Schools’ Collection material from Co. Tipperary now available on www.duchas.ie
Folklore and local history from Co. Tipperary is now available on www.duchas.ie.
The Schools’ Collection, an important component of the National Folklore Collection, UCD, contains the folklore material recorded by pupils between 1937 and 1939. It consists of over half a million pages recorded by around 50,000 primary school pupils in the 26 counties.
Material from the Schools’ Collection has been published on an ongoing basis on dúchas.ie since the end of 2013 and all volumes from the Collection, covering all 26 counties, will be available by the end of
2016. Folklore material from Dublin, Mayo, Donegal, Waterford, Galway, Leitrim, Kildare, Kerry, Sligo, Limerick, Monaghan, Laois, Kilkenny and Louth has already been made available on the site since the end of 2013. dúchas.ie is the result of a partnership, beginning in 2012, between the National Folklore Collection (UCD), Fiontar (DCU) and the Department of Arts, Heritage and the Gaeltacht.

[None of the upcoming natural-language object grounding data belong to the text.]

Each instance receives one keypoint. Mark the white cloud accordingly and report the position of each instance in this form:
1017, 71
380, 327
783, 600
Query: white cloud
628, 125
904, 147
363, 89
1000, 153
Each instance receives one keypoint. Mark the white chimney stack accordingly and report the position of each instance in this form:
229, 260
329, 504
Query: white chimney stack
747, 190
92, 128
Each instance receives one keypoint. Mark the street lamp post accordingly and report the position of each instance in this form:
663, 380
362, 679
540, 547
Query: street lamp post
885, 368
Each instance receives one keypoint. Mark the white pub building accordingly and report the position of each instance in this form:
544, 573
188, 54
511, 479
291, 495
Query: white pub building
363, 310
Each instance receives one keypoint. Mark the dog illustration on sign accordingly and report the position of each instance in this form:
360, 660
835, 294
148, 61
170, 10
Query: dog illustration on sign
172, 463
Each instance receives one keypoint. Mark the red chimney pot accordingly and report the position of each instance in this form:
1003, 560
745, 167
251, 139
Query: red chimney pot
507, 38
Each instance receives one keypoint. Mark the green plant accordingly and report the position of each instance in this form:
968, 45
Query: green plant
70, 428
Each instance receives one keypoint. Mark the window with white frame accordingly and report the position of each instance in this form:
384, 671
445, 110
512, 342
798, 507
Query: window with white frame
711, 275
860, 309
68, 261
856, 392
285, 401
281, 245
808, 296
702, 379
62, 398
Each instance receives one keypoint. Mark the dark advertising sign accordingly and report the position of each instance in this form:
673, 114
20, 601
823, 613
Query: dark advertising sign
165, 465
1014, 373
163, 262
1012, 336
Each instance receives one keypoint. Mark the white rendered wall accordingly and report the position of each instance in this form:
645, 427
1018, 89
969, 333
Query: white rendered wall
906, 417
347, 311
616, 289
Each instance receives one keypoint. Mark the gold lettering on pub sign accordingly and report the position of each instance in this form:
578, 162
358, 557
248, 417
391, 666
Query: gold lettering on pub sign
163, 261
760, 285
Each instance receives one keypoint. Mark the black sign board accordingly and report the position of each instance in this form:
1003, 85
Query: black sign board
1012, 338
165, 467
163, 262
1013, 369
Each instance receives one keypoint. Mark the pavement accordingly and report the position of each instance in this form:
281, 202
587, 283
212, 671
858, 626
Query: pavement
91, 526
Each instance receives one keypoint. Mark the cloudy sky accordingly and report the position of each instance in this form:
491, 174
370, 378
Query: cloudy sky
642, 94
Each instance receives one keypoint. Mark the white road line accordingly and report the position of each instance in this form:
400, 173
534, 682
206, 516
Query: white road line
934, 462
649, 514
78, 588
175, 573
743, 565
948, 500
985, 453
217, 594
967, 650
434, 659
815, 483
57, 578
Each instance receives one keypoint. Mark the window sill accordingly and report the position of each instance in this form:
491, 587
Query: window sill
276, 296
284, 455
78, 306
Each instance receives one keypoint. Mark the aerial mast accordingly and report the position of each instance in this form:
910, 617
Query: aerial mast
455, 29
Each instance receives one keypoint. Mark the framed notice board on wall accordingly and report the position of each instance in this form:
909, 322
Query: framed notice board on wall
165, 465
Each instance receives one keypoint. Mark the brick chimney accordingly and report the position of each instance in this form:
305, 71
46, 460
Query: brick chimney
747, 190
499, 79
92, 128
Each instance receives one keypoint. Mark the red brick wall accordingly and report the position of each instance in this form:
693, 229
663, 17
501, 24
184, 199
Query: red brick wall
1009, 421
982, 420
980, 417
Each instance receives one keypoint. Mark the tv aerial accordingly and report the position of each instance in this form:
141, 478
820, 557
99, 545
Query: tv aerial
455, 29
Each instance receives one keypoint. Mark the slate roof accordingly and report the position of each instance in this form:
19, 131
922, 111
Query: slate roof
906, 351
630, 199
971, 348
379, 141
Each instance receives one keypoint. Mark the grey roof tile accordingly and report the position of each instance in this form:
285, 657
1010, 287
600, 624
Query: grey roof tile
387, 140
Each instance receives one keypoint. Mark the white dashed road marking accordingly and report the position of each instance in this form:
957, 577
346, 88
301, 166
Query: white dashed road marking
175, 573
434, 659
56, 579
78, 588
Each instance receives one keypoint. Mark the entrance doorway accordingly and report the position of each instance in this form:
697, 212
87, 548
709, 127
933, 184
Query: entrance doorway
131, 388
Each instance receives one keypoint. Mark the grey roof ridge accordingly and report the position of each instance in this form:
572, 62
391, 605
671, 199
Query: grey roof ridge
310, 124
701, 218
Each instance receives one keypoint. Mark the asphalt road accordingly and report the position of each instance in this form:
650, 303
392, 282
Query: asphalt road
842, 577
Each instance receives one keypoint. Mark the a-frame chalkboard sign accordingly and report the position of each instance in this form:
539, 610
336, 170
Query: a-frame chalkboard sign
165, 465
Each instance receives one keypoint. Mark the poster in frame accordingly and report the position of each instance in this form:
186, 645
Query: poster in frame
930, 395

The site will be of interest to a great many Irish people and to the Irish diaspora. For specialist researchers in the fields of folkloristics, local history, archaeology, genealogy, linguistics, and a range of other disciplines, dúchas.ie offers considerable research potential. The site can currently be searched by place or by person, and a search facility according to topic will be made available this year.
Over 200 schools in Co. Tipperary took part in the scheme and 55 volumes of material were compiled. The Minister of State for Gaeltacht Affairs, Joe McHugh, TD, said, ‘This is yet another important step in
this innovative project as material relating to traditional life in Ireland in years past will be made available to the general public. This new material will enable researchers and many others to contrast life as it is today and life as it was over 80 years ago.’
The dúchas.ie project is developed by Fiontar, the Irish-medium teaching and research unit in DCU, and the National Folklore Collection in UCD, one of the largest folklore collections in the world. The project is jointly financed by UCD and the Department of Arts, Heritage and the Gaeltacht with support from the National Lottery.
The Digital Repository of Ireland acts in an advisory role in the work of dúchas.ie relating to standards and interoperability in digital archiving.
For more information, contact Clare Coughlan firstname.lastname@example.org
(01) 700 6577
Notes for the editor:
Stories from County Tipperary
Tipperary is renowned for hurling and this story mentions the founding of the Gaelic Athletic Association in Thurles and the origins of the nicknames Tipperary Stonethrowers and Kilkenny Cats.
There are also plenty of lovely stories about the county’s place names. Did you know that Slievenamon has a romantic origin?! Read the story here. There is also a song about Slievenamon and it is sung at sporting events in the county. The names of the Galty Mountains are listed here. Read a story about Knockshigowna here. There is a story about the iconic historical site, the Rock of Cashel here and a story about the Devilsbit Mountain here, note the link between the origins of the two place names according to these stories.
It’s clear that, like Irish people in general, Tipperary people had a great interest in the weather as there are plenty of stories about the weather in the collection. Diseases, cures and herbs are mentioned in some of the stories.
Long ago, many people believed in fairies and there are many stories about them in the collection such
as this story entitled ‘Taken by the Fairies’.
There is a comical misunderstanding between Irish and English to be found at the end of this story about a tailor - the Irish word troid and the English word thread. In certain stories, there are interesting lists of Irish words which were used in English, for example:
Bogán – an egg with a soft shell Dúidín – a pipe with a short stem Taoibhín – patch on a boot
Part of the Golden Vale is situated in Co. Tipperary and it is no wonder that there are many stories about farming, for example this story about the tools that were used on the farm.
There are plenty of stories about customs, marriage customs in particular, amongst the stories written down by Co. Tipperary pupils, for example:
Married in blue your lover will be true, Married in green ashamed to be seen, Married in grey will live far away, Married in yellow ashamed of the fellow, Married in black will wish yourself back, Married in red you wish you were dead, Married in brown will live out of town, Married in pink will turn to drink.
This is only a small sample of the stories to be read, all of the material is available at www.duchas.ie.